Flight
by John Delach
This must be one of the most ironic quotations an individual could make about their first flight, especially as it came from Chuck Yeager: It was in January of 1942, and I had never been in an airplane in my life. I was a PFC (private first class), a crew chief on an AT-11 bomber trainer, and I had to change the engines. The engineering officer said, “You want to test the airplane?”
I said, “I’ve never been in the air.”
He said, “You’re really going to enjoy it.”
Me being raised in West Virginia it was like me looking over a cliff. He flew some touch -and-goes, and I got really sick. After puking all over myself, I said, “Yeager, you made a big mistake.”
Fortunately, my own first flight was considerably more relaxing and without drama or illness. That experience filled me with a love for flying that has remained with me for over 60 years. I made my inaugural flight during the summer of 1957 on an Eastern Airline DC-6 from New York International Airport to Miami, Florida. I was 13-years old. Although this gateway airport had been operating since 1948, the first permanent modern terminal didn’t open until the same year of my first flight and that terminal was only used for international flights. My flight originated from the, so called, temporary air terminal, a collection of single-story plywood structures that meandered haphazardly on a need basis.
My destination was Miami and its rather unattractive temporary terminal. Commercial aviation, born in the 1930s, was only a teenager and had not hit the growth spurt that would come with the introduction of domestic jet service in the 1960s.
I recall two disappointments from my first flight; most of the route was over water making my window seat view boring and not being able to see the New York skyline on take-off.

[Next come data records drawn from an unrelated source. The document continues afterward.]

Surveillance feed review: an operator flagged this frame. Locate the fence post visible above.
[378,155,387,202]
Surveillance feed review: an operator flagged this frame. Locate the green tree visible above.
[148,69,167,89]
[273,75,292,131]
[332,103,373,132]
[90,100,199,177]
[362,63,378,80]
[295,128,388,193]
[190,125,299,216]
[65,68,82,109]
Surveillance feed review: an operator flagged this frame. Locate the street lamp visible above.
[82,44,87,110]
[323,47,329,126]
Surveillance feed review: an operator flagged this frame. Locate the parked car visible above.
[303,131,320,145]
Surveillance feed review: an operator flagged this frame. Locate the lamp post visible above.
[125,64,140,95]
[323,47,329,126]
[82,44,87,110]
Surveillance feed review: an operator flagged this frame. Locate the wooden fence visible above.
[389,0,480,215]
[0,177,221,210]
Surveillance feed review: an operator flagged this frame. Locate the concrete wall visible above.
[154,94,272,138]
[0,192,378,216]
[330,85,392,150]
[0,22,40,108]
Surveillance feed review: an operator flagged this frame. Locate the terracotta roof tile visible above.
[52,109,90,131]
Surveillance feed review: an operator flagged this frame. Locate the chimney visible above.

My second and third trips followed the same route, round trip between Idlewild and Miami. Number Two, in 1959 and Number Three in 1961. Both were on National Airlines with the second being my last trip on a piston powered commercial airliner, a Lockheed Constellation. The third was also my first flight on a jet, a Douglas DC-8.
I didn’t fly again until 1967 when Mary Ann and I, just newlywed, flew to Bermuda for our honeymoon.
Since then, I have enjoyed more than my fair share of personal and family flights, but the bulk of my flying consisted of business trips that I made from 1973 until I retired in 2000. My first trip was a round trip between LaGuardia and Norfolk, Virginia in March of 1973 on Piedmont 737s.
I made my final retirement trip to London in March of 2000 round trip on two of United’s Boeing-767s.
I want you, dear reader, to understand that I loved flying so much that I kept a written record, a sort of a travel log, of all my flights, Between 1973 and 2000 I made 94 business trips to London, I flew 51 times to Bermuda, 39 to Atlanta, 36 to Dallas, 23 to Mobile, 24 to Pittsburgh, 20 to D.C., 19 to Richmond, 14 to Houston, 12 to Oslo and Lewisville, WV, 11 to Boston, 10 to Miami, 9 to Zurich, Nashville and Chicago and 8 to San Juan, PR.
I’ve traveled to Bergen, Singapore, Kuala Lumpur, Hong Kong, Bahrain and Bombay, Mexico City, Rome, Manila, Copenhagen, Munich, Bordeaux and Beijing.
I spent more time in flight on Boeing 727s than any other airplane and made more flights on Eastern Airlines than any other carrier even though they went out of business in 1990.
I was privileged to fly supersonic 9 times on the Concorde between New York’s JFK airport and London’s LHR airport.
And in my time, I also managed to make an additional 117 non – business trips.
If you too enjoy flight, especially commercial flight, I recommend two classic books and a relatively new one that will join them as a classic as time goes by.
The first and oldest: “Wind, Sand and Stars,” by Antoine de Saint-Exupery. It is a realistic, yet romantic memoir that chronicles his exploits during the 1920s as a mail pilot flying across the Sarah and the Andes.
“Fate is the Hunter” is the classic re-telling of Ernest K. Gann’s commercial flight experiences as a pilot for an unnamed American airline that my best guess is Eastern Airlines. The last chapter that was made into the movie, “The High and the Mighty,” will give you pause.
“Skyfaring: A Journey with A Pilot,” was published in 2015. The author, Mark Vanhoenacker, an American, beats all odds to achieve his dream job, a pilot flying British Airways 747 on world-wide routes.
I walked away from this book with a renewed understanding of how remarkable our ability is to fly safely and efficiently. Mr. Vanhoenacker completes Saint Exupery’s and Gann’s journeys of trial and error, defeat and renewal. He explains the technical miracles of flying a modern airplane with the same love and respect that Orville and Wilber felt about their Flyer. Flight is truly a miracle.
Good article. In hindsight I wish I had logged my trips as well. It would be no where near your experience, especially internationally. Bill
Thanks, John, for this most welcome distraction.